This factsheet provides information to general practitioners treating local community members impacted by the remediation of Kealba landfill. This update is for August 2021 and includes environmental monitoring data between July 2020 to June 2021. Further detailed information is provided in Interim air pollution assessment for Kealba landfill hotspot remediation.
Landfill fire hotspots are areas of high temperature deep in the landfill that generate localised smoke and strong odours. Barro Group, the operator of Kealba landfill, has been undertaking works to remediate four hotspots. While the remediation is not generating visible smoke beyond the boundary, the remediation has generated significant odours and, on occasions, particulate matter above the national standard at the boundary of the site.
The two communities impacted by the remediation works are to the north (Kealba, Keilor, Keilor Downs) and to the west (St Albans, St Albans East, Sunshine) of the landfill. Community members have reported health symptoms which are contributing to significant community distress. These include:
- sore throats
- stinging eyes
- triggering of asthma symptoms
- impacts to wellbeing, mental health and quality of life.
Pollution reports were predominantly raised in Kealba and St Albans, with a significant increase in November and December 2020 when the remediation accessed older, hotter waste. Offensive odours reported by the community have also been observed by EPA officers.
Odours can stimulate the central nervous system causing short-term, reversible physiological effects including triggering of asthma symptoms. Nonetheless, the long-term risk to health from odour exposure is very low. Further information on environmental odours is available from the Agency for Toxic Substances and Disease Registry.
Air quality monitoring
EPA has required the landfill owner to conduct regular air quality monitoring for key indicator substances including particulate matter (PM2.5), carbon monoxide (CO), sulfur dioxide (SO2), and volatile organic compounds (VOCs). These measurements were undertaken at the boundary of the site with Kealba and St Albans, with concentrations in the community decreasing with distance.

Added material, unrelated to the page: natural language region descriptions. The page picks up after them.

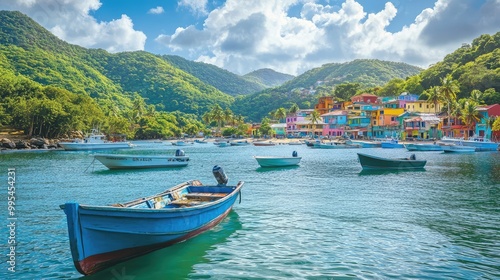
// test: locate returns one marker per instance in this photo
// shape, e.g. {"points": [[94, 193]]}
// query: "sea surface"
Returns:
{"points": [[324, 219]]}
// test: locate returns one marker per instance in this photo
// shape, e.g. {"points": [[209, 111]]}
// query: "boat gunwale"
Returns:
{"points": [[120, 209]]}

On the 6 August 2021, EPA deployed air quality monitors in both Kealba and St Albans communities, to provide near real time information on PM2.5 concentrations within the two communities. Hourly average values for PM2.5 include air quality categories and health advice. Since deployment hourly PM2.5 concentrations in the community have been within the category of ‘good’. It is important to note that other sources, including odour, may trigger health symptoms. While PM2.5 may be low, other factors influencing an individual’s health may need to be managed in discussion with their doctor.